Gli isolani durante le tempeste credono di coglierne il passaggio, come in altri mari l’olandese volante.
Le riconoscono, ci convivono, stratificando passioni quotidiane e presenze evocate dai venti. Passioni ferme nei secoli come pietre. Misteriose e dure come strutture nuragiche.
A volte seguendo un uccello in volo, magari stesi in barca a prendere il sole con amici, qualcuno competente esclama “guarda..il falco della regina!!”
Gustando una seada, tipica frittella ripiena di formaggio fuso e cosparsa di miele di corbezzolo o addentando un pezzetto di pecorino sardo mentre sorseggiamo un bicchiere di Vermentino fresco, neanche ci chiediamo a chi dobbiamo queste piccole felicità che apprezziamo con lieve inconsapevole indifferenza.
Eleonora, la Giudicessa d’Arborea, immolò tutta se stessa per amore della sua terra e, dedicandosi ad essa con sapiente coraggio e intelligenza, ne segnò la storia.
Siamo nel quattordicesimo secolo, in pieno medioevo.

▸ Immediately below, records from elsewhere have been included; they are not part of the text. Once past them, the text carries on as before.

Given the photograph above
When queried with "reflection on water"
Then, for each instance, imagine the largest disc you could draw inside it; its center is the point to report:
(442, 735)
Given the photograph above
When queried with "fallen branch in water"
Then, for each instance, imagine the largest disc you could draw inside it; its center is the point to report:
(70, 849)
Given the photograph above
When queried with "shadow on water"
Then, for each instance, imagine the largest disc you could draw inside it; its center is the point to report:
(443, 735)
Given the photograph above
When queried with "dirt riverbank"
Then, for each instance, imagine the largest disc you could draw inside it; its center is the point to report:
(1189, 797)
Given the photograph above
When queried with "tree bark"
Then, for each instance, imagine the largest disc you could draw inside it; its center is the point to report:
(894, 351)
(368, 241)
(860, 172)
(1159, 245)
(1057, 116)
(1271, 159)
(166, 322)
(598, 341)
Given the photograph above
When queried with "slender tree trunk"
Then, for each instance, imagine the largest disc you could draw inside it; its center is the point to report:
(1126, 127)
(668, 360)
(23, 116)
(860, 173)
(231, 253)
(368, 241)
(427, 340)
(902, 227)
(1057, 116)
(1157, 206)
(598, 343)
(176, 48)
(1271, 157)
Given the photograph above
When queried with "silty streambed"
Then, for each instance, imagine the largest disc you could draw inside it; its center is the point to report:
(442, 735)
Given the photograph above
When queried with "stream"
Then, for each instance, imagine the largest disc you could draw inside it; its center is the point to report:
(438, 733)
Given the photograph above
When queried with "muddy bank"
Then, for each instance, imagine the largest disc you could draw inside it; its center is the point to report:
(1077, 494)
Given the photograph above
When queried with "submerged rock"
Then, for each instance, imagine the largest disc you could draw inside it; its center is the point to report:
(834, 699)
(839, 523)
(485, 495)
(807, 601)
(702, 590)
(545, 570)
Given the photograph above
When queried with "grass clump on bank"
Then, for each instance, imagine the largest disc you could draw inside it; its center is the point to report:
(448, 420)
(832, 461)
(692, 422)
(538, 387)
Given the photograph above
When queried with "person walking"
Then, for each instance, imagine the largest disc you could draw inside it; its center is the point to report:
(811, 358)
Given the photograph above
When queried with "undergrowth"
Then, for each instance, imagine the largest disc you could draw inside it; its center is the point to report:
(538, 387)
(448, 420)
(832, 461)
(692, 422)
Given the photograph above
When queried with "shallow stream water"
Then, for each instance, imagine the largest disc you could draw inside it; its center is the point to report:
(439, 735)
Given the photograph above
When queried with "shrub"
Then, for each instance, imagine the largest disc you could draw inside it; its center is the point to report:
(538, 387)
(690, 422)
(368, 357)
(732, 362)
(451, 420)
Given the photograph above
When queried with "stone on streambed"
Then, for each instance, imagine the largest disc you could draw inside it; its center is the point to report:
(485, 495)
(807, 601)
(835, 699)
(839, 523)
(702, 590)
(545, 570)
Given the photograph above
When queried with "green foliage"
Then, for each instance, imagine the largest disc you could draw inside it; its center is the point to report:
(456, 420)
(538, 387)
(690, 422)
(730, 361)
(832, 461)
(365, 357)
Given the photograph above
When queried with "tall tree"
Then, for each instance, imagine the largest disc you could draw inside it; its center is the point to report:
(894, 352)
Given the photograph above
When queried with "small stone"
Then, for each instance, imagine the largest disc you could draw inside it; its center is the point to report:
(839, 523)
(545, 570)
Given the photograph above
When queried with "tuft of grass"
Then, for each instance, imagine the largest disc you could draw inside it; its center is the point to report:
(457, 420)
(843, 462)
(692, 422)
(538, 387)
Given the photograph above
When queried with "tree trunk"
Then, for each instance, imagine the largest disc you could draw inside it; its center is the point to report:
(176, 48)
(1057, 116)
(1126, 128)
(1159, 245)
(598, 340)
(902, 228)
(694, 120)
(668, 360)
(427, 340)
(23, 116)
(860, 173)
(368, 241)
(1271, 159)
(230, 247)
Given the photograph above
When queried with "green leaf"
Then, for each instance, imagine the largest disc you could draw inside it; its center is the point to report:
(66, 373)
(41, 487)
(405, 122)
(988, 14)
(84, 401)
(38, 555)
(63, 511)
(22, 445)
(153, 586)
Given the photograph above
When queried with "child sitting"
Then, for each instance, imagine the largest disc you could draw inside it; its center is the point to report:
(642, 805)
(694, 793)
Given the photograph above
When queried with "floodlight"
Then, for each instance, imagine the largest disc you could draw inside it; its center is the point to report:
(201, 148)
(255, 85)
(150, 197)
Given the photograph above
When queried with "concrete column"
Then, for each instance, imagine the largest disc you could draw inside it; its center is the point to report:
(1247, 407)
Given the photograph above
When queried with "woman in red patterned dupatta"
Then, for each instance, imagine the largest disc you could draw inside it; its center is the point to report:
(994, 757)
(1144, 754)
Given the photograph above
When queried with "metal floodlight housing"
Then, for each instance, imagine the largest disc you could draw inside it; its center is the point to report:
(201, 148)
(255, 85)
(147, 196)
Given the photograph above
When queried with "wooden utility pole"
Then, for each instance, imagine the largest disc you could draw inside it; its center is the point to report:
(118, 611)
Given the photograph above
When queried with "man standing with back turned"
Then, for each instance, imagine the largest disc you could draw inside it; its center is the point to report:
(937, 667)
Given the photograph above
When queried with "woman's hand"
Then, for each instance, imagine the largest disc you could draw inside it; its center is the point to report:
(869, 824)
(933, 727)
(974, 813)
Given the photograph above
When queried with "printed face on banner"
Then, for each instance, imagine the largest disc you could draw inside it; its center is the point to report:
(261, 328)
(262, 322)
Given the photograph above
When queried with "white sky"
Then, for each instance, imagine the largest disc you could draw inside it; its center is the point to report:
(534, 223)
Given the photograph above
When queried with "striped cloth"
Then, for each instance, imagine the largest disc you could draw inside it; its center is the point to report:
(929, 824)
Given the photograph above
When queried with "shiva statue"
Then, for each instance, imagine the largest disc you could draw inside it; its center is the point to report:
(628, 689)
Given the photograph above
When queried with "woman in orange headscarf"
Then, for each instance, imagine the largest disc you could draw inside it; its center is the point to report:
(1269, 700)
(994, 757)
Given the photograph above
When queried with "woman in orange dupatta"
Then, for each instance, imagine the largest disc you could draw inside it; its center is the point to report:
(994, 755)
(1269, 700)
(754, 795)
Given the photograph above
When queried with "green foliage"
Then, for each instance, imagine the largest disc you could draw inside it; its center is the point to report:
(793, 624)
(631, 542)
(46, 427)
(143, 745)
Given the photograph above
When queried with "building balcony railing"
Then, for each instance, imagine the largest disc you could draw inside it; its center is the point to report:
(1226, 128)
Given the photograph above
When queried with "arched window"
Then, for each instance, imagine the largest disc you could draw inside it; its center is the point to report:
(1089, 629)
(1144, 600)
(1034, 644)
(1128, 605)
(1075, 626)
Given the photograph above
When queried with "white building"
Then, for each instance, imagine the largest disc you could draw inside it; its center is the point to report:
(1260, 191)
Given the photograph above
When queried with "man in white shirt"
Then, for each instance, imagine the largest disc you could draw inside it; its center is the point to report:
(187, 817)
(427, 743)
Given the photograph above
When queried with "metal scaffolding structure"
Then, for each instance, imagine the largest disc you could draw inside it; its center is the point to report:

Eleonora sposa di Brancaleone Doria, fu costretta a lasciare la sua dimora di Genova per correre a salvare la sua gente aggredita dagli Aragonesi che volevano impadronirsi del Giudicato. Il giudice d’Arborea Ugone, fratello di Eleonora era stato assassinato con sua figlia Benedetta e gli Aragonesi, profittando di questo vuoto di potere avevano preso in ostaggio il marito di Eleonora, Brancaleone, ritenendo così di impadronirsi facilmente del territorio. Ma la giovane Eleonora non si rassegnò affatto e indomita si mise a capo del Giudicato e radunò un forte esercito reclutando guerrieri in tutta l’isola. Attraversando l’isola a cavallo alla testa dei suoi, corse in armi a fronteggiare il nemico Giovanni I d’Aragona, costringendolo a ripiegare.
Seguì un periodo fortunato per la Sardegna a quei tempi divisa in giudicati amministrativi.
Eleonora riuscì a conquistarli quasi tutti, unificandoli sotto il suo comando. Concludendo anche un trattato di pace con Martino I d’Aragona, successo alla morte di Giovanni, riuscì a tenere a bada gli aggressori. Si dedicò quindi al riordino della Sardegna. Pur restando figlia madre e moglie devota e obbediente, si vestì d’autorità e prese in mano la bilancia della giustizia definendone i principi secondo il suo personale prodigioso intuito.
Perfezionando l’opera iniziata con suo padre, pretese che le leggi fossero scritte nella lingua parlata dal popolo, il dialetto logudorese, e facili da comprendere.
Dovevano passare tre secoli prima che Montesquieu ritenesse importante e ponesse questa come condizione di ogni legge.
La legge di Eleonora “LA CARTA DE LOGO” fu un modello di concisione.
Morì ahimè troppo presto di peste questa donna straordinaria. I sudditi vissero la sua scomparsa come un’altra calamità oltre l’epidemia. Dopo la morte della Giudicessa, gli Aragonesi poterono appropriarsi dell’isola senza neanche combattere.
Eleonora dalla storia è passata nella leggenda. Ma le sua “CARTA DE LOGO” è rimasta in vigore fino all’epoca di Carlo Alberto. Il risultato delle disposizioni provenienti da essa caratterizza tutt’oggi peculiarità e valori della terra Sarda. Ebbe intuito e sensibilità ambientaliste preziose, sorprendenti per l’epoca e valide nei secoli a venire.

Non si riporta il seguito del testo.